Оделся, спустился в холл, где протекала оживленная вечерняя жизнь. В ресторанные залы на ужин стекалась публика, играл негромкий скрипично-фортепьянный дуэт. К подъезду, в дожде и блеске, подкатывали автомобили. Привратники в цилиндрах кидались открывать дверцы, выпуская из машин достойного вида английских джентльменов, смуглолицых индусов в тюрбанах, арабских шейхов в белоснежных накидках, озабоченных и почему-то сутулых евреев в бархатных кипах. В диванной, за низкими столиками, пили кофе. В баре рыжеволосый, краснолицый, с выпученными глазами бармен, похожий на медную чеканку, артистично мешал коктейли. Верхарн возник по-английски точно, одетый небрежно, с изяществом, в черной рубашке без галстука, с золотым браслетом часов Jumping Hours, по которым то и дело отслеживал время в различных столицах мира, где в краткосрочных кредитах крутились его сумасшедшие деньги.

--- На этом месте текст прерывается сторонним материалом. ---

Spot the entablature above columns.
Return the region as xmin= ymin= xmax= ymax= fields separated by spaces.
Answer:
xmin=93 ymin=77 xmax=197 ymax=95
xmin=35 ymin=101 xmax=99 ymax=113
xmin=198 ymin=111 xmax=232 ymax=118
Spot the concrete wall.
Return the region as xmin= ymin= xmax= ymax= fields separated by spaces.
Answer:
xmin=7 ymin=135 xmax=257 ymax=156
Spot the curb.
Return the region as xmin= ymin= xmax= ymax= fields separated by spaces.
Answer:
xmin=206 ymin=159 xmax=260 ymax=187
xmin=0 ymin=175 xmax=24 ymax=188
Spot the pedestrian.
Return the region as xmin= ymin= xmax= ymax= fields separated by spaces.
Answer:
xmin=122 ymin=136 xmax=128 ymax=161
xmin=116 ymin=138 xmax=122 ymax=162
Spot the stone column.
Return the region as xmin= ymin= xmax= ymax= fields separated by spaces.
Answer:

— Вы знаете, Мишель, здесь, в Лондоне случаются мгновенные изменения погоды. Из Атлантики вдруг налетят туман, дождь, дуновения тяжелого мрачного ветра, от которого сжимается сердце, и начинаются необъяснимые тоска и тревога. У англичан эта тоска называется «сплин». Я думаю, именно в такие тягостные, мистические дни Шекспир писал свои трагедии. В такие дни казнили короля Карла и Марию Стюарт. В такие дни Черчилль готовил свою знаменитую речь в Фултоне. Все наваждения английской истории и культуры объясняются этими прилетающими из преисподней порывами ветра. Вот и сейчас, мне так печально, так тревожно, Мишель, — они сидели в небольшой гостиной перед низким столиком, на который любезный слуга поставил две чашечки турецкого кофе и рюмочки коньяка. Гостиная была проходной, в обоих дверях появлялись и исчезали люди, шумели голоса, раздавалась негромкая музыка. — Это место в гостиной, от одних дверей к другим, я называю «русской тропой». Непрерывной чередой здесь проходят люди из России, которые являются, чтобы попросить у меня денег. Им нужны от меня только деньги. Никто не спросит, как я живу, что у меня на душе, о чем мои мечты и печали. Только деньги. Меня в эти сумрачные лондонские вечера, когда дует атлантический ветер, и где-то в Северном море начинают тонуть корабли, и прибрежные маяки гаснут в густом тумане, меня вдруг посещает прозрение, — что все мы будем убиты. Вы, я, они, приезжающие просить у меня деньги. Некоторых убью я. Некоторые убьют меня. И всех нас убьет кто-то третий, неведомый, насылающий этот мрачный туман. Сейчас они начнут появляться на «русской тропе», станут выпрашивать деньги, и я всем буду выписывать чек, как пропуск в ад.
Стрижайло испытал к нему мгновенную нежность, неизъяснимую печаль. Пережил их мучительное, непередаваемое сходство, делавшее их могущественными и всесильными, и одновременно обреченными и поверженными, отданными во власть неведомых исполинских сил, от которых примут свою смерть и погибель.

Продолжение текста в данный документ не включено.